Milka akan menjawab dengan tegas.

Ya, Damian sangat suka susu, susu stroberi.

oOo

Milka mendapatkan foto Hema dan Melody dari orangnya yang memang dirinya tugaskan untuk mengawasi mereka. Milka kurang cermat apakah orangnya itu mengambil foto secara langsung atau mengambil dari hal yang sedang ramai diperbincangkan.

Jika sebelumnya setiap langkah Milka selalu disertai dengan pujian, kedatangannya Milka saat ini justru dipenuhi desas-desus orang-orang. Mulai dari yang mengasihani, tak peduli dan hanya membahas pasangan Hema-Melody, hingga orang yang malah berbalik menjelekkan dirinya. Dirinya yang terlalu kaku, dirinya yang kurang ramah, dirinya yang terlalu serius, dan semua hal yang bukan dosa itu menjadi tanggungan yang harus Milka pikul. Milka ditelanjangi habis-habisan.

Milka berjengit kaget begitu Melody tiba-tiba muncul di hadapannya. Dia bergerak cepat begitu Melody terlihat hendak memegang tangannya.

"Milka, Melody bisa jelasin. Foto itu nggak ada maksud apa-apa. Melody nggak ada hubungan apa-apa sama Hema," ucap Melody tanpa menyadari di mana mereka sekarang. Entah terlalu polos atau bodoh. Sekarang mereka berdua menjadi pusat perhatian.

Milka hendak memilih pergi, tapi tiba-tiba Melody memegang tangannya. Milka yang kaget langsung menepis tangan Melody yang membuat gadis itu terjatuh ke belakang. Suasana mendadak hening seketika. Semua terkaget sekaligus penasaran apa yang akan terjadi selanjutnya.

"Kalau kamu ngerti perkataan aku waktu itu, ini nggak bakal terjadi." Milka memilih untuk tetap tenang.

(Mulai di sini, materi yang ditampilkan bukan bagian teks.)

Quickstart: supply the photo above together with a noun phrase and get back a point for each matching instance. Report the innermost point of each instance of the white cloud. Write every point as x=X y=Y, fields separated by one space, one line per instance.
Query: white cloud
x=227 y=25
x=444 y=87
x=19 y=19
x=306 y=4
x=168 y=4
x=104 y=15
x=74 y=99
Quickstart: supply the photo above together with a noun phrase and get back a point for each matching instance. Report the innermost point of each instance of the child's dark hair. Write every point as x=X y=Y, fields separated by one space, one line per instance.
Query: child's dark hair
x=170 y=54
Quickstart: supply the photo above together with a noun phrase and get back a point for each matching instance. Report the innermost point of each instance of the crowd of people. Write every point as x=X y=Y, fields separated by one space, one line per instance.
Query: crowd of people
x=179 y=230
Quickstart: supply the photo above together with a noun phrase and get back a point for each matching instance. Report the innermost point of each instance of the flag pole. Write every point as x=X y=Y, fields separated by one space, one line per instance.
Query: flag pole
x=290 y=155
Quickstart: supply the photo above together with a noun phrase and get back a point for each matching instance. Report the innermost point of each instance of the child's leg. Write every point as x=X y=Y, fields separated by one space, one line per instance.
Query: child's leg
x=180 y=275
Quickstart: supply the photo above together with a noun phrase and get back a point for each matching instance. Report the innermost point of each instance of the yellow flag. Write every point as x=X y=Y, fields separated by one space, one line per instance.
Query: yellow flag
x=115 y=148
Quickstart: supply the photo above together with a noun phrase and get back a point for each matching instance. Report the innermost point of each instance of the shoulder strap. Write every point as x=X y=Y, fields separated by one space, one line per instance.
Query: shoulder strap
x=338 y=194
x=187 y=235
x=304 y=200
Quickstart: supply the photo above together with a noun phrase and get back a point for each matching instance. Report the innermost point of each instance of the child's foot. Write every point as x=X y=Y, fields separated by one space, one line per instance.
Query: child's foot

"Milka, Melody bener-bener minta maaf."

Milka menghela napas pendek, mengutuk situasi yang terjadi. Jika dirinya mengulurkan tangan pada Melody, Damian dan Prita tidak akan terima. Jika Milka pergi begitu saja, sudah jelas publik akan menilai jika dirinya merundung Melody.

Ini bukan soal baik dan buruk atau benar dan salah. Ini adalah soal siapa yang menjadi tokoh utamanya. Dan orang-orang sudah jelas memilih Melody sebagai tokoh utama itu.

Karena sang Pangeran berpihak pada gadis itu.

Milka menatap lurus pada Hema yang kini berjongkok lalu membantu Melody berdiri. Milka menjadi satu-satunya yang menatap muram. Karena mata-mata yang lain menatap takjub pada pemandangan itu.

"Apa yang terjadi?" Mata Hema menatap ke arah Milka. Sorotnya dingin seperti biasa.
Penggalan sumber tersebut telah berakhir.